During the RWC semi-finals, the English Roses stepped out of bounds when they formed a V-shape facing the All Blacks during their haka performance. This created an abundance of criticism and a global controversy. Some deemed it to be disrespectful, and others couldn’t get mindless. Yet this gesture masterminded by head coach Eddie Jones led to the team being fined with a four-figure number. Still, the controversy came to no end. Now the outcry to stop the haka completely is getting louder and louder.
This age-old tradition has been part of the All Blacks pre-game performance for roughly a century already. It serves as an act of respect and a call to bring the entire team together as one. Now after the global controversy over the unorthodox reception which England gave the All Blacks during their RWC semi-final performance, it seems that many, even some in the All Black camp, think it is time to let it go. Chris Rattue, New Zealand sports commentator, is one of those vocal about this performance. He stated that he believes it to be taking the focus away from the players, and it saps the team’s energy and concentration before playing.
An Irish rugby writer by the name of Ewan MacKenna called earlier this month for the ban of this pre-match tradition. His argument was based on the fact that he believes that the haka is bringing an unfair advantage to the New Zealand team. This is not where he stopped in his argument against the tradition of their competition. MacKenna continued to say that the All Blacks are already arrogant and that haka is merely stimulating their egos even further.

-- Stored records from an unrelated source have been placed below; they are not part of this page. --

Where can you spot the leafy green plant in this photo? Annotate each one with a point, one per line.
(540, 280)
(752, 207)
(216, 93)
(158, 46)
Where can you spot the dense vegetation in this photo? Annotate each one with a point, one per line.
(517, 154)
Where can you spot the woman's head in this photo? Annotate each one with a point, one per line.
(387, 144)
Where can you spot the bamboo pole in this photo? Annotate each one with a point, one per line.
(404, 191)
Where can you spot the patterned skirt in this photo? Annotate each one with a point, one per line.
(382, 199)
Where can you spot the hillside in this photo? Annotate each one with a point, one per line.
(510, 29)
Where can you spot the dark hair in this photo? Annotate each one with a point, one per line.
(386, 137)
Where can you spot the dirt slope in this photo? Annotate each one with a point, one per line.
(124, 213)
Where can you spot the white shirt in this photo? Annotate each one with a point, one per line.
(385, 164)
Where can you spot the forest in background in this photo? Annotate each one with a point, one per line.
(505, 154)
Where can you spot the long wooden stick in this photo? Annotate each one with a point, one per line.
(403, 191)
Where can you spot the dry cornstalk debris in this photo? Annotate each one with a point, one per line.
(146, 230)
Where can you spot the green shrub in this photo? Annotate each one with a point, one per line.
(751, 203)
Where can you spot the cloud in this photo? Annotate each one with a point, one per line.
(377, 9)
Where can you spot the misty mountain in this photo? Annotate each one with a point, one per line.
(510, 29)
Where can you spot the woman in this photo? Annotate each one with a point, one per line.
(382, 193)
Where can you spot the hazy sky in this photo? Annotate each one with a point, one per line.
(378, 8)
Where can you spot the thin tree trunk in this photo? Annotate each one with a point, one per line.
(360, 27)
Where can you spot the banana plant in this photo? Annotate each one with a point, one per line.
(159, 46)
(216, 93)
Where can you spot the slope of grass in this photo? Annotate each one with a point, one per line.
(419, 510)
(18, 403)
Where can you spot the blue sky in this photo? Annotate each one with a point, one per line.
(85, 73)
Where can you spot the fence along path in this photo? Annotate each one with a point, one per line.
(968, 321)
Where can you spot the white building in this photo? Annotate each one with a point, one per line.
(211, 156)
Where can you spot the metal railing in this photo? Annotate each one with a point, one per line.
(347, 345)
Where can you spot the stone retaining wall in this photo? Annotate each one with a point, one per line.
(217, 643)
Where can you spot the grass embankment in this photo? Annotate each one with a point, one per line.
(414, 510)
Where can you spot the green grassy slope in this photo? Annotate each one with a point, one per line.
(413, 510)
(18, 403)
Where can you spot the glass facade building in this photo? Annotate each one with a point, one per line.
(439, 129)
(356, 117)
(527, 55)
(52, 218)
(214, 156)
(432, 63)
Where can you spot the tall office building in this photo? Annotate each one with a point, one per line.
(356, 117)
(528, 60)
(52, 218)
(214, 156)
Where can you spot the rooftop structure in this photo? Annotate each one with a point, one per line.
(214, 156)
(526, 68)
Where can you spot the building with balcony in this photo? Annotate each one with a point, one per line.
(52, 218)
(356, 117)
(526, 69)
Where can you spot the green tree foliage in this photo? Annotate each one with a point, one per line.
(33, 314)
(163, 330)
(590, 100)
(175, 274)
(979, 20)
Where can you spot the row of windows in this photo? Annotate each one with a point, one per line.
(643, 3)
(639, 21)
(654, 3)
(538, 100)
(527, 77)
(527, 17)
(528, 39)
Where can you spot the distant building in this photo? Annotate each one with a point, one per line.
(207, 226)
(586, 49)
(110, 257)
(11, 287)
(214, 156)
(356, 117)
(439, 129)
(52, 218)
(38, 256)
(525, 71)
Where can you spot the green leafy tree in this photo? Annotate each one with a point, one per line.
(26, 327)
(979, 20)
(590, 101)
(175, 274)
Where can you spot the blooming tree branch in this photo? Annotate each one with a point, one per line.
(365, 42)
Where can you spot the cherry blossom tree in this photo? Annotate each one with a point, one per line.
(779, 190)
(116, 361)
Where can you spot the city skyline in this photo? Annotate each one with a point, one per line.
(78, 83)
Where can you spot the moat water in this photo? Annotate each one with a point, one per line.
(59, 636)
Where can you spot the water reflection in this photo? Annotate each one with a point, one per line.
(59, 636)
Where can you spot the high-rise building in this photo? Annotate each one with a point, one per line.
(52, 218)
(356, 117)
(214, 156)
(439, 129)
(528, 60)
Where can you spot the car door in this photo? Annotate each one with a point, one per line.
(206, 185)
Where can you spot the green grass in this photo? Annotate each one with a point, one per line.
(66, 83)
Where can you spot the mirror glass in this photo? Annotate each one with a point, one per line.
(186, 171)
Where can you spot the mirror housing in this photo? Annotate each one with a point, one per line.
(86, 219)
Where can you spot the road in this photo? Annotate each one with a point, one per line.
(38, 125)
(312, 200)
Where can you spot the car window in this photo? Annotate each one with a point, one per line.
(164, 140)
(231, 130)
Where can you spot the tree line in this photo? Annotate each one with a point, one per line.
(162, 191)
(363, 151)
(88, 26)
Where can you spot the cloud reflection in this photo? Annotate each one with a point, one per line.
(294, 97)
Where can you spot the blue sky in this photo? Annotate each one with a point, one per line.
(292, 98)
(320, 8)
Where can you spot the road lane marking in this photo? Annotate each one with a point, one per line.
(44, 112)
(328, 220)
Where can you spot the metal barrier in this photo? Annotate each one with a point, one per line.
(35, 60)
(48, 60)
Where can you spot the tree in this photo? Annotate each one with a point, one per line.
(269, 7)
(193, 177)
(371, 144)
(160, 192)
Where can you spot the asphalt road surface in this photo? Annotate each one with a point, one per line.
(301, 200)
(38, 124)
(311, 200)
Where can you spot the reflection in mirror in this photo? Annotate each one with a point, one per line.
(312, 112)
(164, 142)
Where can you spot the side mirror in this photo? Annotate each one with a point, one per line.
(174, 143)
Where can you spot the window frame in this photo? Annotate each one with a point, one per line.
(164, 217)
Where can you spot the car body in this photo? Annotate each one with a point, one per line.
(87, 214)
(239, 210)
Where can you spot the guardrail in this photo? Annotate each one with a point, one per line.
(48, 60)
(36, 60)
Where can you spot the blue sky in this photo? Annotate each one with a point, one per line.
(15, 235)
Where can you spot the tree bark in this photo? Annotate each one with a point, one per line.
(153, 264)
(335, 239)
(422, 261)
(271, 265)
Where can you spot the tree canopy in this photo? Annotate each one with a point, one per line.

Others stated boredom with the entire process. The sports columnist Kevin Norquay fired back though. In defence of the haka, he said that it is indeed a national treasure. He also compared the haka to Guinness and his argument as that the Irish couldn’t tell the Kiwi’s what to do with the haka any more than the Kiwi’s telling the Irish what to do with their Guinness. Either way, it seems that this year is the year in which the haka is placed under the spotlight. Various opinions and stances are fuelling the controversy which was sparked by England.
Since the semi-final’s performance, it became evident that Eddie Jones and Mako Vunipola were the masterminds behind the unusual way in which the English team behaved. Captain Farrell also came under discussion as the cameras caught him with a smirk on his face while facing the brute force of the display.
Later on, he was also accused of winking at Aaron Smith, All Black scrumhalf. Jones was convinced that their behaviour would rile up the team and based on the unusually poor performance which the All Blacks delivered, it seems that he was right. Maybe their power does lie in performing the haka, and then the question needs to be answered or does it indeed give them an unfair advantage?